Race and gender are both formed through person-society interaction and are dependent on personal material conditions. Oppression defines them both: racial and gendered differences. Both required oppression to form: the antagonism of classes created social influences on gender following the Neolithic Revolution and developed them to their modern form, while antagonism of classes created extreme racial inequality through its needs of colonialism etc. Race does not exist but in the mode of oppression. One who is white is just one who is affected by whiteness: lack of racial oppression. Thus if there is no interest in the oppression of those disadvantaged on the basis of race, race falls. It is not behavioural (except in some fringe concepts, which are all a result of oppression, and resolve themselves as soon as the hand of the oppressed is forced no more). However, gender persists in living individuals once social power is retracted, once oppression is retracted, for gender affects all behavioural, self-perception and hierarchical self-perception. If we remove racial oppression completely, though hard to achieve, whiteness will be demolished, gladly. However, abolition of gender requires more. It requires for the living individuals' identity to slowly fade away: though gender is fluid, and may decrease once no longer enforced, one who has been gendered, will have a hard time behaviourally and cognitively being gender neutral. While behavioural differences on racial lines only exist in the relation to the power hierarchy, behavioural differences, those same changes, on gender lines, exist within all interactions of a human being.

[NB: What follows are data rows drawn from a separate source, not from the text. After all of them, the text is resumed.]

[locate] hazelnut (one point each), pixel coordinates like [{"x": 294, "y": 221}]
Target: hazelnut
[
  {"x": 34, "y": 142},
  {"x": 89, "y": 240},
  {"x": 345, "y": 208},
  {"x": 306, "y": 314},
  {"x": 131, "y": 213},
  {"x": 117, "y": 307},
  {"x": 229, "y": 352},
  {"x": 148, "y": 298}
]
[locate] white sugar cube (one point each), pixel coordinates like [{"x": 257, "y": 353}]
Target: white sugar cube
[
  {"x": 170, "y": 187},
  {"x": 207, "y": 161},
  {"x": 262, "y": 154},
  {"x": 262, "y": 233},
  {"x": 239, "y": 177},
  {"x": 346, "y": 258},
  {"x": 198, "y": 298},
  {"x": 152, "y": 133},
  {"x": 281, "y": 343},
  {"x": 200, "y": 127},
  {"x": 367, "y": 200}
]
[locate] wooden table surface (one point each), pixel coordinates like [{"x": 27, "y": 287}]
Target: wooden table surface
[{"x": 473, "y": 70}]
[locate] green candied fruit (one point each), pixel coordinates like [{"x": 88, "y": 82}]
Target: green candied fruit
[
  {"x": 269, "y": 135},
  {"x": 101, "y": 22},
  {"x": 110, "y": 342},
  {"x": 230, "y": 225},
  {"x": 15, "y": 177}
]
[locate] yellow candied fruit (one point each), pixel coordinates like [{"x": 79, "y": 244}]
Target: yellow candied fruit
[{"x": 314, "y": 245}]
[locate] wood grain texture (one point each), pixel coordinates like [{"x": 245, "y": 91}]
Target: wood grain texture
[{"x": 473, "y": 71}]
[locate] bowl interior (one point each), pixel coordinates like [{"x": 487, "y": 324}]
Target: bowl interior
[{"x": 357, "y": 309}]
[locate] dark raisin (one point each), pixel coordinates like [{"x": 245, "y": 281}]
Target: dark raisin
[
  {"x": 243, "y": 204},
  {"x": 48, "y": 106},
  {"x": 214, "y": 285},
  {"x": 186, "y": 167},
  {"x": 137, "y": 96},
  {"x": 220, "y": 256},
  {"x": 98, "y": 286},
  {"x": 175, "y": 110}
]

While both gender and race are a social construct, we can see race is only dependent on: empiricism of existence, societal material conditions, existence of social power, material conditions of social power, personal material conditions. Race is a pentary social construct. In the meanwhile, gender is further dependent on behavioural internalized tendencies, which race is not dependent on. Race is only dependent on internalization for as long as momentary self-perpetuation goes, but has no empirical behavioural internalization. In the meanwhile, gender does: even without oppression, one who was gendered due to living within oppression in the past, can have empirical behavioural internalization. Thus the further effect through the sixth degree of a social construct is empirical behavioural internalization (which as shown persists for as long as the individual who was gendered within a power hierarchy exists, unless they undergo a lengthy change of social gender and self-perception).

We can thus name the following degrees of a social construct.

 - First Degree. Based on societal empiricism. Ex.: empirical existence.

 - Second Degree. Based on societal empiricism and societal material conditions. Ex.: distribution of economic sectors.

 - Third Degree. Based on societal empiricism, societal material conditions, and the existence of social power. Ex.: the existence of a state hierarchy.

 - Fourth Degree. Based on societal empiricism, societal material conditions, existence of social power, and material conditions of social power. Ex.: societal values.

 - Fifth Degree. Based on societal empiricism, societal material conditions, existence of social power, material conditions of social power, and personal material conditions. Ex.: race.

 - Sixth Degree. Based on societal empiricism, societal material conditions, existence of social power, material conditions of social power, personal material conditions and empirical behavioural internalization. Ex.: gender.

There may be more degrees of social constructs but these are the divisions Lesleyism interests in. They are useful at describing results of antagonisms of classes, of internal class antagonism, of oppression, and of workers' and minority liberation. They are the useful analytical division, the division to describe the overlap of class conflict, interactionism and intersectionality. They are the Lesleyist Degrees of Social Construct. They are the degrees of social construct derivable through dialectical materialism.